François Hollande n’a jamais fait, à ce jour et à notre connaissance, de déclaration allant dans le sens du mondialisme. Par contre l’un de ses prédécesseurs à l’Élysée, si. Et cet ancien Président-là, n’est pas n’importe qui aux yeux de F . Hollande, puisqu’il s’agit de … François Mitterrand.

En mars 1989, lors de la Conférence de La Haye ( Pays-Bas ) sur le climat, le Président de la République d’alors avait en effet convaincu 23 pays ( dont 16 étaient représentés par leur chef d’État ou de gouvernement ) de signer une déclaration commune appelant à la création d’une « Autorité mondiale dotée de vrais pouvoirs de décision et d’exécution pour sauver l’atmosphère ».

Dans le cadre feutré et guère audacieux des enceintes internationales, c’était une « grande première », une sorte de révolution. À l’initiative de la France, 24 pays acceptaient, ce 11 mars 1989, de « déléguer une parcelle de leur souveraineté nationale afin de sauver l’atmosphère pour le bien commun de l’humanité tout entière ». 24 États vite rejoints par 19 autres, soit, au total, près du ¼ des pays membres de l’ONU : ce n’était pas rien !

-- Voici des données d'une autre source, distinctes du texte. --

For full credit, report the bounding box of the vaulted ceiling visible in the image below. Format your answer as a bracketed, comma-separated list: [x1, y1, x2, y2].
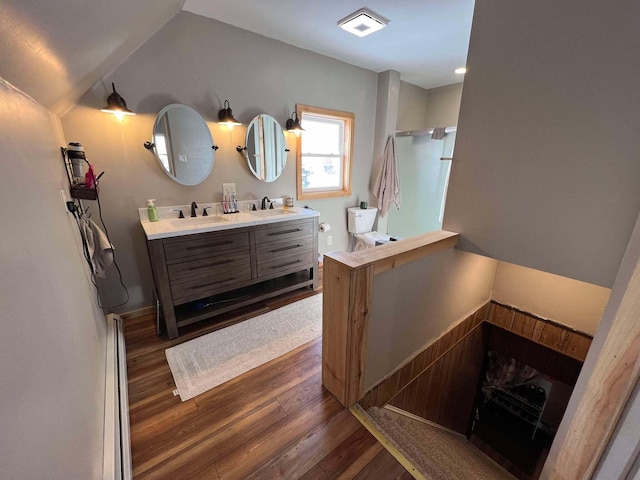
[0, 0, 473, 115]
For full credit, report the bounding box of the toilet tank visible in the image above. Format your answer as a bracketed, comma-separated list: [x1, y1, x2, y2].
[347, 207, 378, 233]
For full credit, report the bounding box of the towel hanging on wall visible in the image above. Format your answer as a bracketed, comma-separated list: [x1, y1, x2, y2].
[373, 135, 400, 217]
[80, 215, 113, 278]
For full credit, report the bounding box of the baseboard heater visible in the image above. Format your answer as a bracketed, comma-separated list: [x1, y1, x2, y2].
[102, 314, 133, 480]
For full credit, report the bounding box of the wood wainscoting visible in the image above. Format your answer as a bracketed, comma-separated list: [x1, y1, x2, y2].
[360, 301, 591, 435]
[488, 301, 593, 362]
[360, 303, 489, 414]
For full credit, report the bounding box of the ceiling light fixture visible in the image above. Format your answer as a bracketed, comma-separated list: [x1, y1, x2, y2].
[100, 82, 135, 121]
[285, 112, 304, 137]
[338, 8, 389, 37]
[218, 100, 242, 130]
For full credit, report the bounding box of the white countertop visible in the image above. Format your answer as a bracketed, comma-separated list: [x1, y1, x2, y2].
[139, 207, 320, 240]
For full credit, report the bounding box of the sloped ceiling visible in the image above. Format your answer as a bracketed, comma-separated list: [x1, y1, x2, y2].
[0, 0, 184, 116]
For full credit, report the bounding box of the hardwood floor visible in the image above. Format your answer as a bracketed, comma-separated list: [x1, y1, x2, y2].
[125, 284, 412, 480]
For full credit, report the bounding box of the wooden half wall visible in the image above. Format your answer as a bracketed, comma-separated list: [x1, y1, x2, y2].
[322, 230, 458, 406]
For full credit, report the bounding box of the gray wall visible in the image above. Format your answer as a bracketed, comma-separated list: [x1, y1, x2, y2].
[444, 0, 640, 287]
[396, 82, 427, 132]
[62, 12, 378, 311]
[0, 78, 106, 479]
[424, 83, 462, 128]
[364, 249, 498, 391]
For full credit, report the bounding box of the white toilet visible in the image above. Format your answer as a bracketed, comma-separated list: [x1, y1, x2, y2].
[347, 207, 391, 252]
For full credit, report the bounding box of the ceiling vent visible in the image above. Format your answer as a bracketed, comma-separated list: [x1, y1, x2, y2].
[338, 8, 389, 37]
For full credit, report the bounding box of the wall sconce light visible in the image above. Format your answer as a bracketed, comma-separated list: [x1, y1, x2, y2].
[218, 100, 242, 130]
[285, 112, 304, 137]
[100, 82, 135, 122]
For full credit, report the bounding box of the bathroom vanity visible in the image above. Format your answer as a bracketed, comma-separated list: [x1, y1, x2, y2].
[140, 207, 320, 338]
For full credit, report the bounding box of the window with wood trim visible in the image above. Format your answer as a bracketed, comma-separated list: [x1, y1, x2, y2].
[296, 105, 355, 200]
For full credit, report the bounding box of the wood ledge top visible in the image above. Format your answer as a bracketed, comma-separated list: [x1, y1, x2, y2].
[325, 230, 459, 275]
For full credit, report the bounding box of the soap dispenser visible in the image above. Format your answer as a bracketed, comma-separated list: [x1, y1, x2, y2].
[147, 198, 158, 222]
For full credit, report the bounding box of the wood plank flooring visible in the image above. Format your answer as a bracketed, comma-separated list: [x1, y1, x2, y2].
[124, 284, 412, 480]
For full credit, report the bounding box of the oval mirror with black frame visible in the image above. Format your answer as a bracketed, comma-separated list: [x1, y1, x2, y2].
[145, 103, 218, 185]
[238, 114, 289, 182]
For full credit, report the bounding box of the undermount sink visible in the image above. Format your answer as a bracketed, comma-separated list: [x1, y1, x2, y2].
[250, 208, 296, 217]
[171, 215, 227, 227]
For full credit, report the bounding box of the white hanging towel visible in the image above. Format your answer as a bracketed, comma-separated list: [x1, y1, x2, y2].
[80, 215, 113, 278]
[373, 135, 400, 217]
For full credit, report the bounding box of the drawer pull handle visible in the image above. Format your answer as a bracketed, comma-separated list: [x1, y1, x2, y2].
[191, 277, 236, 290]
[269, 228, 302, 236]
[189, 260, 233, 270]
[269, 243, 302, 253]
[270, 260, 302, 270]
[187, 240, 233, 250]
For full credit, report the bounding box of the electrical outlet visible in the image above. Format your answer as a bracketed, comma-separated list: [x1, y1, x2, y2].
[60, 190, 71, 213]
[222, 183, 236, 197]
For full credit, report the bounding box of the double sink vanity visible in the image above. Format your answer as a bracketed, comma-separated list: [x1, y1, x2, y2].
[139, 102, 320, 339]
[140, 207, 320, 339]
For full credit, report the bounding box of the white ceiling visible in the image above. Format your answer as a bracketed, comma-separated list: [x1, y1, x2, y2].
[0, 0, 184, 115]
[183, 0, 474, 88]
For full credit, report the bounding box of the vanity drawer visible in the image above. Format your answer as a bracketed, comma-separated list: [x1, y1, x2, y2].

C’était il y aura bientôt 25 ans, et il fallait déjà « réagir selon des procédures d’urgence » pour reprendre les mots mêmes du Président de la République. Depuis, on le voit tous les jours, la situation ne s’est pas améliorée … Bien au contraire !

Laurent Fabius, lui, a déjà tenu des propos on ne peut plus mondialistes. C’était en 1990, dans son livre C’est en allant vers la mer… Il y écrivait notamment :

« Fermeté, cohésion et imagination : assurément il en faudra pour passer du pressentiment qu’un nouvel ordre mondial est possible à sa réalisation durable. Le chemin à suivre est ambitieux : quand les problèmes sont devenus internationaux, les solutions ne peuvent plus rester strictement nationales. Cette mondialisation nécessaire de l’action vaut pour la lutte contre le surarmement, la pollution ou la faim, comme elle vaut pour le contrôle des manipulations génétiques ou pour le combat contre les multinationales de la drogue.

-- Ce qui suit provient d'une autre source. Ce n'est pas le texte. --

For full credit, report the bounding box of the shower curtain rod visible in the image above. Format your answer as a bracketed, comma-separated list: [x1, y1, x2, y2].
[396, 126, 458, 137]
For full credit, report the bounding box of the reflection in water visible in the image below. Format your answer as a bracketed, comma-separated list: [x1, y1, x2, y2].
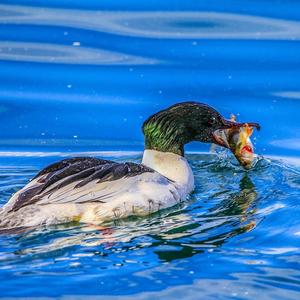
[0, 155, 300, 295]
[0, 5, 300, 40]
[0, 42, 157, 65]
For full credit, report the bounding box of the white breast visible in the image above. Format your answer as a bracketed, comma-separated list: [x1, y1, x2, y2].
[142, 149, 194, 198]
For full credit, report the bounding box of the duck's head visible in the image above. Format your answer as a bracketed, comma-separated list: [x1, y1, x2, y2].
[143, 102, 259, 156]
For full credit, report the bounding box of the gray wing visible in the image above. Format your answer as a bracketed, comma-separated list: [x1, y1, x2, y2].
[10, 157, 154, 211]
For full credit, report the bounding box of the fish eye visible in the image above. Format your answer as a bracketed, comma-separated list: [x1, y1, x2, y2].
[207, 117, 217, 125]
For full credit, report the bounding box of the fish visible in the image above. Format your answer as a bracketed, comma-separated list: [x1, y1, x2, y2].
[212, 114, 255, 170]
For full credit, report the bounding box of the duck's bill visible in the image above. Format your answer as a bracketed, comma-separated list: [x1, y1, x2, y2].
[213, 120, 260, 169]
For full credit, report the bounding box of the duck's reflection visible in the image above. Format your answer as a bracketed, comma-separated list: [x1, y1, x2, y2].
[12, 174, 257, 261]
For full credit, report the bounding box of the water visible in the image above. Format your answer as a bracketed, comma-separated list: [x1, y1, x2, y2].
[0, 0, 300, 299]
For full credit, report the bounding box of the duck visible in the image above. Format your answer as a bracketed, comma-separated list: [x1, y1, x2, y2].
[0, 101, 259, 228]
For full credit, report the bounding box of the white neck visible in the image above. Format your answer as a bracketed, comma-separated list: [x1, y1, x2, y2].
[142, 149, 194, 194]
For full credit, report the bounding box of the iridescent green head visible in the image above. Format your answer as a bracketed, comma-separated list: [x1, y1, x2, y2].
[143, 102, 250, 156]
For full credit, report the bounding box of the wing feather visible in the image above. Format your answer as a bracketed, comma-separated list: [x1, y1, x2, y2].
[10, 157, 154, 211]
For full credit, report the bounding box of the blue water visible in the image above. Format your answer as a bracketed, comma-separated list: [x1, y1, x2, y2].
[0, 0, 300, 299]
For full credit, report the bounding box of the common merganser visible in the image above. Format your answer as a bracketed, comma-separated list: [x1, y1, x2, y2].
[0, 102, 259, 228]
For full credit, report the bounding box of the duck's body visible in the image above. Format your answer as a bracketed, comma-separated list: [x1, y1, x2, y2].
[0, 102, 258, 229]
[0, 150, 194, 228]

L’ Organisation des Nations Unies n’a pas encore été adaptée à ces tâches. Il le faudra : normes mondiales, incitations mondiales, sanctions mondiales, organisations mondiales.

L’ idée d’un gouvernement mondial peut paraître aujourd’hui lointaine et naïve. Il faudra pourtant qu’au moins dans un certain nombre de domaines capitaux pour la survie de l’espèce humaine des autorités mondiales soient mises en place, souvent dans des relais régionaux ».

Lors d’une réunion publique tenue cette année-là, Guy Marchand, l’un des fondateurs ( en 1949 ) et responsables du Centre français des citoyens du monde, avait interrogé l’auteur du livre sur ses prises de position mondialistes. Laurent Fabius avait alors réaffirmé que « les problèmes étant transnationaux, les solutions ne peuvent plus être nationales » et que, par exemple, « le problème nucléaire ne sera pas résolu sans une Autorité mondiale ».

Voilà qui est d’autant plus intéressant que Laurent Fabius, aujourd’hui ministre des Affaires étrangères, n’a jamais occupé une position politique aussi favorable pour faire entendre ses convictions mondialistes, en France mais surtout dans les Conférences internationales.